The paper presents an empirical analysis of three private blockchain systems—Ethereum, Parity, and Hyperledger Fabric. Each system is scrutinized using BLOCKBENCH's suite of benchmarks, offering a nuanced understanding of each platform's strengths and limitations.

  1. Throughput and Latency:
    • Hyperledger Fabric exhibits superior throughput across benchmarks but fails to scale beyond 16 nodes.
    • Ethereum shows consistent performance degradation with increasing nodes due to its PoW consensus mechanism.
    • Parity maintains lower latency due to its PoA protocol but suffers from a bottleneck in transaction signing.
  2. Scalability:
    • The scalability analysis reveals Hyperledger Fabric's performance sharply declines beyond 16 nodes due to issues in its PBFT consensus implementation.
    • Ethereum and Parity manage more consistent scaling, though they also show performance degradation with larger network sizes.
  3. Fault Tolerance and Security:
    • The systems display varying resilience to node failures, with Hyperledger Fabric's performance significantly affected under failure conditions unlike Ethereum and Parity.
    • The security analysis through simulated partition attacks reveals that Ethereum and Parity are vulnerable to blockchain forks, an issue not present in Hyperledger Fabric due to its PBFT consensus.
  4. Execution Layer Performance:
    • Ethereum's EVM incurs significant overhead, particularly in memory usage, compared to Hyperledger Fabric's more optimized execution environment.
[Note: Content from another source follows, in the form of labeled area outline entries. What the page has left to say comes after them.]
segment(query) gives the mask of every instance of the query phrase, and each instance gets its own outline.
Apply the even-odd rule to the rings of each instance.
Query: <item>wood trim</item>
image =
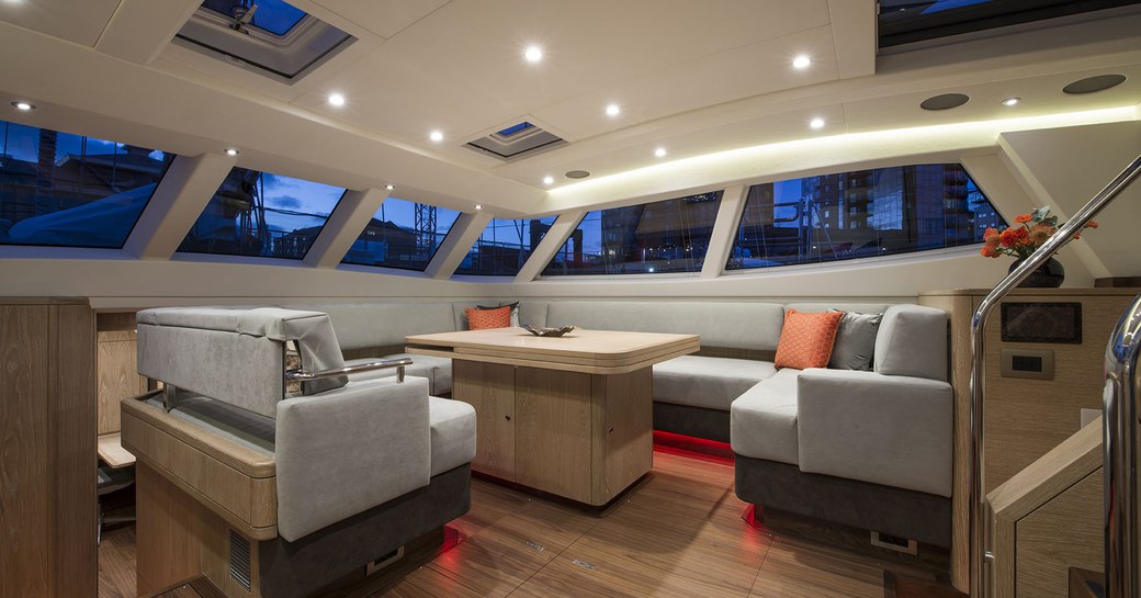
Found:
[[[252,478],[132,414],[123,447],[210,511],[254,540],[277,535],[276,478]],[[140,486],[141,488],[141,486]]]
[[[920,305],[947,312],[950,330],[950,386],[955,398],[950,506],[950,580],[960,591],[971,584],[971,329],[969,296],[920,296]]]
[[[277,466],[273,456],[264,455],[210,434],[193,423],[175,418],[161,409],[143,403],[141,401],[124,399],[122,402],[122,417],[124,419],[133,417],[140,422],[153,426],[245,476],[268,478],[277,475]],[[124,434],[124,442],[126,436]]]

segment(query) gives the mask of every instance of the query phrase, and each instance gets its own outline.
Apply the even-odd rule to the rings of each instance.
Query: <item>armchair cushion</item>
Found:
[[[428,484],[428,380],[353,382],[282,401],[275,444],[277,532],[292,542]]]
[[[806,370],[796,403],[801,471],[950,496],[947,382]]]

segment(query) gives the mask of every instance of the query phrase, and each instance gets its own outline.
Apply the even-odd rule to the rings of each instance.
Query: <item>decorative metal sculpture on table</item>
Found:
[[[574,325],[563,326],[563,328],[542,328],[542,326],[536,328],[524,324],[523,329],[536,337],[561,337],[563,334],[566,334],[567,332],[574,330]]]

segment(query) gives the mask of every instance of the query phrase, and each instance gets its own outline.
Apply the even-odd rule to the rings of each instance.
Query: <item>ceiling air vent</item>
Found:
[[[544,131],[537,124],[523,121],[486,137],[468,142],[467,145],[479,153],[511,161],[553,150],[566,143],[566,139],[550,131]]]

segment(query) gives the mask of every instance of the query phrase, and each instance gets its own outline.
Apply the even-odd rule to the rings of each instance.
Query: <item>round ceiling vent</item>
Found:
[[[1087,76],[1063,87],[1062,91],[1067,94],[1093,94],[1094,91],[1117,87],[1124,82],[1125,75],[1119,74]]]
[[[923,110],[950,110],[966,104],[970,99],[971,97],[965,94],[942,94],[924,99],[920,107]]]

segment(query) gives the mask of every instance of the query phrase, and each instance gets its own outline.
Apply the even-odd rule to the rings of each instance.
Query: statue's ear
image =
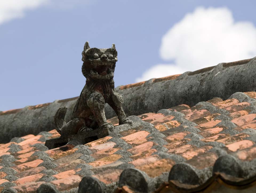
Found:
[[[83,49],[85,50],[90,48],[90,46],[89,46],[89,42],[88,42],[88,41],[86,42],[85,44],[85,46],[83,47]]]

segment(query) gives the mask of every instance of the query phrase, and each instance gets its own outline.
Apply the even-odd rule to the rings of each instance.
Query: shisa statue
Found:
[[[113,78],[117,52],[115,45],[111,48],[91,48],[88,42],[82,52],[82,72],[86,78],[85,85],[74,108],[71,120],[65,120],[67,108],[58,109],[54,116],[56,129],[62,136],[93,131],[97,128],[113,130],[114,126],[107,122],[105,103],[108,103],[118,117],[119,124],[133,124],[123,109],[122,96],[114,90]]]

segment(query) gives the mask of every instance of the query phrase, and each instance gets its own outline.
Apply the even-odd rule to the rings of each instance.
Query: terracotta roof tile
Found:
[[[255,92],[245,94],[256,97]],[[141,182],[141,186],[155,187],[153,192],[158,188],[177,191],[184,187],[195,191],[201,186],[212,184],[215,179],[227,182],[231,178],[228,176],[232,176],[230,173],[221,175],[214,170],[221,168],[218,163],[227,155],[242,161],[237,162],[242,164],[241,169],[253,171],[253,167],[248,168],[252,164],[246,162],[256,160],[256,114],[250,100],[253,100],[223,101],[215,98],[191,107],[184,104],[170,107],[159,111],[162,113],[138,115],[141,125],[122,130],[121,136],[107,136],[75,147],[69,144],[48,150],[43,148],[45,139],[59,136],[55,130],[49,132],[50,136],[28,135],[22,137],[24,140],[18,143],[0,144],[0,185],[13,183],[10,184],[11,188],[0,186],[0,190],[9,188],[18,192],[32,192],[47,187],[55,191],[77,192],[87,175],[92,180],[91,184],[93,181],[93,184],[102,184],[99,187],[106,193],[140,191],[128,182],[117,187],[120,180],[126,179],[123,176],[128,170],[136,171],[136,174],[128,173]],[[119,122],[117,117],[107,121]],[[176,169],[179,172],[174,175]],[[169,182],[163,177],[167,173]],[[182,181],[187,176],[196,182]],[[14,179],[9,181],[9,176]],[[228,181],[237,177],[228,178]],[[40,181],[45,178],[50,182]],[[236,182],[251,179],[248,178],[241,176]],[[157,179],[157,182],[153,179]]]

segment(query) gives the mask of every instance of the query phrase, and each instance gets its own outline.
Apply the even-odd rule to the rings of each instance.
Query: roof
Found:
[[[226,100],[237,92],[255,91],[255,74],[256,57],[118,86],[115,89],[123,97],[123,108],[126,114],[138,115],[181,104],[192,106],[215,97]],[[69,121],[77,99],[0,111],[0,143],[7,143],[14,137],[52,130],[55,114],[63,105],[67,108],[65,119]],[[109,105],[105,106],[105,111],[107,119],[116,116]]]
[[[181,104],[129,117],[138,127],[51,150],[44,144],[59,136],[55,130],[15,138],[0,144],[0,190],[255,192],[255,105],[254,92]]]

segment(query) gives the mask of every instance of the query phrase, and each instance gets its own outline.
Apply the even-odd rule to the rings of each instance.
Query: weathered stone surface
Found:
[[[256,90],[256,58],[245,64],[232,66],[225,64],[221,63],[209,71],[193,74],[185,73],[173,80],[154,82],[151,79],[138,86],[123,89],[118,87],[115,90],[123,97],[123,107],[127,116],[157,112],[182,104],[192,106],[216,97],[225,100],[237,92]],[[36,134],[55,128],[53,117],[57,110],[64,105],[67,108],[65,119],[70,120],[77,99],[27,106],[13,113],[2,113],[0,143],[8,142],[14,137]],[[107,104],[105,111],[107,119],[116,116]]]

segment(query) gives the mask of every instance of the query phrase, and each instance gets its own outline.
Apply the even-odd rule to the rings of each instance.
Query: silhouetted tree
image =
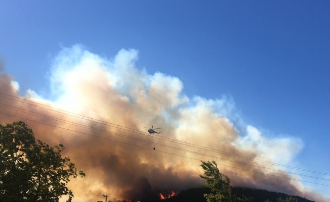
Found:
[[[200,177],[205,179],[204,185],[210,188],[212,191],[211,193],[205,193],[204,196],[208,202],[238,202],[251,201],[251,198],[243,197],[240,198],[231,192],[229,186],[229,178],[222,174],[218,169],[218,165],[215,161],[212,162],[201,161],[200,166],[204,170],[205,176],[200,175]]]
[[[32,129],[19,121],[0,124],[0,201],[58,201],[73,194],[67,187],[78,175],[74,164],[62,158],[60,144],[54,147],[36,142]]]

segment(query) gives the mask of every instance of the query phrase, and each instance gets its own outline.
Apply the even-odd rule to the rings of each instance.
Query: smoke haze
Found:
[[[138,56],[121,49],[109,60],[80,45],[64,47],[50,68],[48,99],[33,89],[21,96],[14,79],[0,76],[1,122],[23,121],[36,138],[63,143],[63,155],[86,174],[69,184],[74,201],[102,194],[151,200],[200,187],[200,160],[212,159],[232,186],[325,201],[276,165],[294,159],[301,139],[263,135],[244,123],[230,97],[188,97],[179,78],[137,69]],[[152,126],[161,133],[143,127]]]

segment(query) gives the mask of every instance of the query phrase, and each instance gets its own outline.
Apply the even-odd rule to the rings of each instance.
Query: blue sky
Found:
[[[189,97],[230,97],[265,135],[304,142],[296,166],[328,173],[329,9],[325,1],[0,1],[0,59],[21,94],[51,98],[63,47],[109,59],[134,48],[138,68],[178,77]]]

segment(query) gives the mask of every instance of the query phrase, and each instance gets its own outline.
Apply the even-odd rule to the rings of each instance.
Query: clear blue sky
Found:
[[[138,67],[177,77],[189,97],[231,97],[246,123],[303,140],[301,167],[328,173],[329,11],[328,1],[0,0],[0,59],[22,94],[47,97],[62,46],[137,49]]]

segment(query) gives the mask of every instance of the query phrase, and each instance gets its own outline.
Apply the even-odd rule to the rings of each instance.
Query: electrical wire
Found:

Implications and Future Directions

The research highlights several practical and theoretical implications:

  1. Performance Bottlenecks:
    • Identifying bottlenecks in consensus protocols, data models, and execution layers provides benchmarks for future blockchain development. It emphasizes the need for optimized consensus protocols and efficient execution frameworks.
  2. Database Design Principles:
    • The insights suggest integrating design concepts from database systems into blockchain architectures. This includes efficient storage management, leveraging hardware primitives, sharding, and the use of declarative smart contract languages for optimized contract execution.
  3. Blockchain Usability:
    • The current state of blockchain systems, as highlighted, necessitates further development before they can disrupt existing database systems. Enhancements in codebase maturity, usability, and application diversity are paramount.

Conclusion

BLOCKBENCH serves as a critical framework for evaluating private blockchain systems, shedding light on the intricate trade-offs and design choices that impact performance. The comprehensive analysis presented in this paper underscores current limitations while charting pathways for future improvements in blockchain architectures. Researchers and developers can leverage these findings to optimize and innovate blockchain platforms, thereby enhancing their viability for large-scale data processing and other enterprise applications.